VMware Cloud Foundation 9.0 Management Domain with NFS as principal storage

VMware Cloud Foundation (VCF) 9 now supports a variety of storage types as principal storage, such as vSAN ESA/OSA, Fibre Channel, and NFS v3. In this blog article, I’ll demonstrate the necessary steps to deploy the Management Domain of a VCF9 instance with NFS as principal storage.

I’m using the same design blueprint as with my previously described vSAN setup. The difference is, that the ESX hosts are only configured with a small 10 GB hard disk for the OS and no additional NVME disk, and that we’re going to use VLAN 40 (10.230.40.0/24) as the NFS network.

The NFS server is also located in this network, and is defined as nfs1.sddc.lab with IP address 10.230.40.8. It will export a share for the Management Domain called /srv/nfs/vmware-m01 for the network 10.230.40.0/24. Plus, it will export a share for the Workload Domain called /srv/nfs/vmware-w01 for the same network 10.230.40.0/24.
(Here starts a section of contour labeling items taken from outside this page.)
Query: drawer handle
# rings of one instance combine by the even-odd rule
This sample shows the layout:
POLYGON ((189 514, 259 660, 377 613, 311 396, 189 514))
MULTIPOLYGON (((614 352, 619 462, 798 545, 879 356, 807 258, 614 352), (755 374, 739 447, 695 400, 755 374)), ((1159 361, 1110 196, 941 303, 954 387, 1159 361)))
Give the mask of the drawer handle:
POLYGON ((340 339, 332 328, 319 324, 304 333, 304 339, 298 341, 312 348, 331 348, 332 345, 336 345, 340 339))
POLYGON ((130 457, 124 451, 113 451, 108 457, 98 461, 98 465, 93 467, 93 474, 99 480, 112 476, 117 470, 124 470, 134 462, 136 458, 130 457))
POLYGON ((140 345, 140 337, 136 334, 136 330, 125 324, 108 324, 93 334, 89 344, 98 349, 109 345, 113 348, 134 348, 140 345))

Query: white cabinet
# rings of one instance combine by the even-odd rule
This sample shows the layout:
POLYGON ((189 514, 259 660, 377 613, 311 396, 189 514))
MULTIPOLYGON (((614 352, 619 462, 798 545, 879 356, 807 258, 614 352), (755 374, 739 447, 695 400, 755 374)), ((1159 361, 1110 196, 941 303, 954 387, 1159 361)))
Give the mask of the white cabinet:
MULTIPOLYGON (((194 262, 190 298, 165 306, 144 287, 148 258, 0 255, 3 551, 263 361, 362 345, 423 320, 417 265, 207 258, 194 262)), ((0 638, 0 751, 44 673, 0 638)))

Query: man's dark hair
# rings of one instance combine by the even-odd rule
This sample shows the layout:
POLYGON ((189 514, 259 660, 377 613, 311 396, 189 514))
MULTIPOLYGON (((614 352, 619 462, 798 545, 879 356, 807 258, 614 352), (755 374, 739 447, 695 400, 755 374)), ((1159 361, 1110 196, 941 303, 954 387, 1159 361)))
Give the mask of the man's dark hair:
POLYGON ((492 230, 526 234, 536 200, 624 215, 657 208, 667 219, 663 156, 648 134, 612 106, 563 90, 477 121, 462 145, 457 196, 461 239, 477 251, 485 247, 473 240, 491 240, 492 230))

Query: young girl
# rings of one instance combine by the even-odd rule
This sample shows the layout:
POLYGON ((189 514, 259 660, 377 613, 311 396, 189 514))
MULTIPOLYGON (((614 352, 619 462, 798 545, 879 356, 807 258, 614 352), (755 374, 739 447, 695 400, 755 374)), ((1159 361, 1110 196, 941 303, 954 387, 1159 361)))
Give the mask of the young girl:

We will use Jumbo Frames for better performance of the NFS traffic, which requires a MTU size of 9000 bytes along the entire network path, i.e. NFS Server, pfSense Router, ESX hosts.

Table of Contents

NFS server preparation

I’ve setup a NFS server on a VM running Ubuntu 22.04. Besides the OS hard disk, this server has attached some larger disks to store the VM files. Using LVM during the initial Ubuntu installation, I’ve added these disks to a volume group called vmware-vg. From this volume group, I’ve created two logical volumes — one called m01-lv for the Management Domain m01, and the other called w01-lv for the Workload Domain w01.

Let’s create the the two logical volumes, create a filesystem on them and create their mount points:

sudo lvcreate -L 950G -n m01-lv vmware-vg
sudo lvcreate -L 400G -n w01-lv vmware-vg

sudo mkfs.ext4 /dev/vmware-vg/m01-lv
sudo mkfs.ext4 /dev/vmware-vg/w01-lv

sudo mkdir -p /srv/nfs/vmware-m01
sudo mkdir -p /srv/nfs/vmware-w01

In /etc/fstab, we reference to the two logical volumes by ID.

/dev/disk/by-id/dm-uuid-LVM-T8efkqBCU5B39wnrCzjVXN0TTkCEqV2bMD4lYYwZf94YmsKYeoTaT9uWXaqszOtC  /srv/nfs/vmware-m01 ext4 defaults 0 1
/dev/disk/by-id/dm-uuid-LVM-T8efkqBCU5B39wnrCzjVXN0TTkCEqV2b6wZ0XqoZxMQfyyiizz1xgL96n3pwlUoW /srv/nfs/vmware-w01 ext4 defaults 0 1

Now let’s mount them.

sudo mount -a

Next, we’re going to install the NFS server.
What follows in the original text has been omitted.